11Allora il diavolo lo lasciò, ed ecco, degli angeli gli si avvicinarono e lo servivano.
“Perché tu sia felice” (Dt 6,3), questa è la trama nascosta che sostiene le parole con cui Gesù si oppone al tentatore; parole tutte tratte dal libro del Deuteronomio e collegate come una collana di perle da questo filo rosso: la prospettiva della felicità, di una pienezza di vita.
In fondo, la contrapposizione tra la voce di Dio e quella del diavolo si gioca tutta su una sfumatura di accento. È sempre questo che rende insidiosa la tentazione! Gesù si è appena sentito dire “questi è il Figlio mio, l’amato” (Mt 3,17), ed ora il tentatore gli sussurra all’orecchio “se tu sei Figlio di Dio…”. Gesù, alla luce della Scrittura, intende quelle parole come l’attestazione di una realtà irrevocabile, l’essere figli di Dio, che ci ama per primo (1Gv 4,19) e senza condizioni; realtà che comporta una fatica, l’imparare ad essere figli, obbedienti alla propria realtà di creature e alla volontà del Padre, ma che apre orizzonti inimmaginabili di felicità. Il diavolo invece gli suggerisce una tutt’altra interpretazione di quelle parole: “Se tu sei Figlio di Dio, allora sei Dio! Dimostralo, a te stesso, a Dio e agli altri, prendendoti tutto ciò che vuoi, quando lo vuoi e come lo vuoi”.
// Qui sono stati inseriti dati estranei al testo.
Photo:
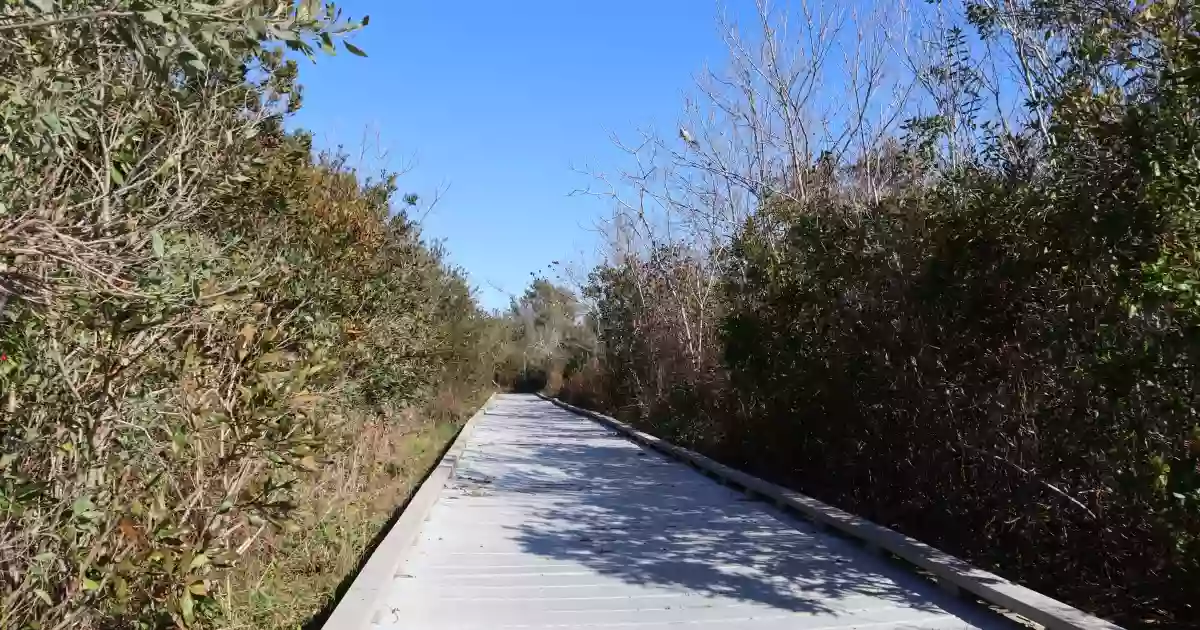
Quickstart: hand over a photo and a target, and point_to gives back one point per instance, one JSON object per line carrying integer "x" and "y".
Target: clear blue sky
{"x": 501, "y": 100}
Gesù imbocca la via stretta della fatica, dove si è sostenuti dalla consapevolezza di essere amati e sospinti dalla brezza di una promessa di felicità; il divisore invece propone la via larga della soddisfazione immediata, egocentrica (e disperata!) dei propri bisogni.
Hai fame? Mangia! Puoi? Allora fallo e basta. Bisogno, soddisfazione. Nessuna fatica. Già, ma pure nessuna crescita e nessuna scoperta. Se non accetterò di provare un po’ di fame, non scoprirò mai la manna, che né io né i miei padri conoscevamo; e non imparerò sulla mia carne che ci sono altre fami e altre sazietà oltre a quella del ventre (cf. Dt 8,3).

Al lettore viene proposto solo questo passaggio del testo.